Arnold captured one of the softball-sized creatures with her hands.
She euthanized the sacrificial specimen and wrapped it in alcohol-soaked cheesecloth. On the long trip to Seattle, Arnold kept the fish in a cardboard box in her carry-on luggage.
But when Pietsch saw the specimen, his heart sank. The alcohol had leached out all the wild peach, tan and blue colors. At first, he thought it was the wrong fish.
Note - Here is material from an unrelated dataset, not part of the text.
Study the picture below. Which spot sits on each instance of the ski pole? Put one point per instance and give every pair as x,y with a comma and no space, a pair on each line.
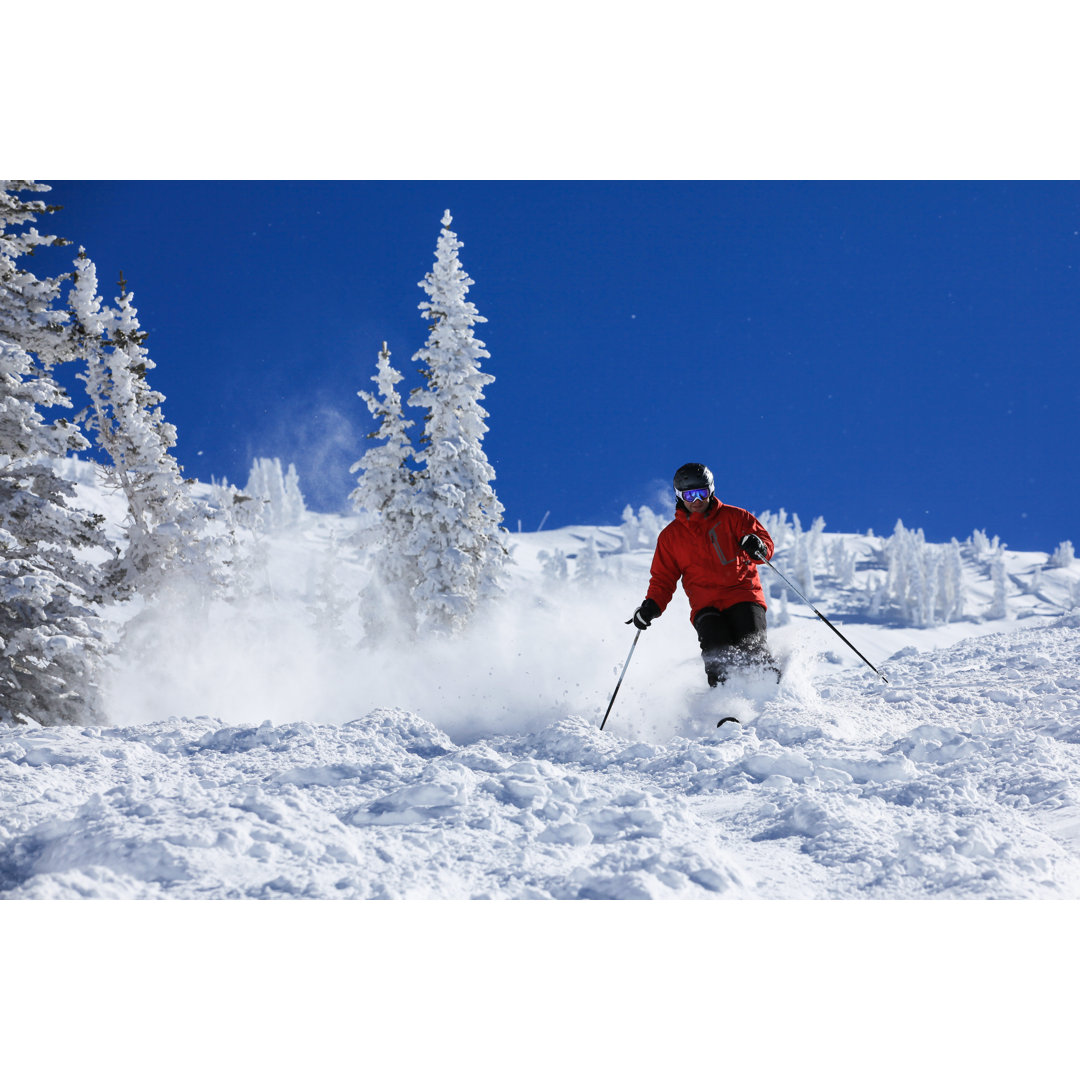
624,666
824,620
Microscopic examination revealed the outlines of the striped patterns, and a bell started ringing in Pietsch's memory.
Among the 7.2 million specimens in the UW's fish collection were two pallid fish from Bali that Pietsch had received in 1992. People who saw the fish alive raved about their colors. But Pietsch saw nothing remarkable in the bleached-out specimens and had categorized them as a common variety.
In hand for 17 years
Now, he took a second look and realized he had not one but three specimens of what now is formally known as Histiophryne psychedelica.
"So I actually had this new species for 17 years," he said.
Arnold's DNA analysis and Pietsch's detailed descriptions of the fishes' anatomy nailed down the discovery. Their work is being published next month in the journal Copeia.
One of the more intriguing possibilities the find raises is that psychedelica's ability to direct both of its eyes forward may give it binocular vision, like humans. With eyes on the sides of their heads, other fish see two distinct views that don't overlap.
But further study of the fish may prove impossible. As mysteriously as they appeared off Ambon Island, the handful of psychedelicas seen last year now appear to have vanished.
It's possible the fish normally live in deeper water, Pietsch said.
"We don't know why we never saw it before, and we don't know where it's gone."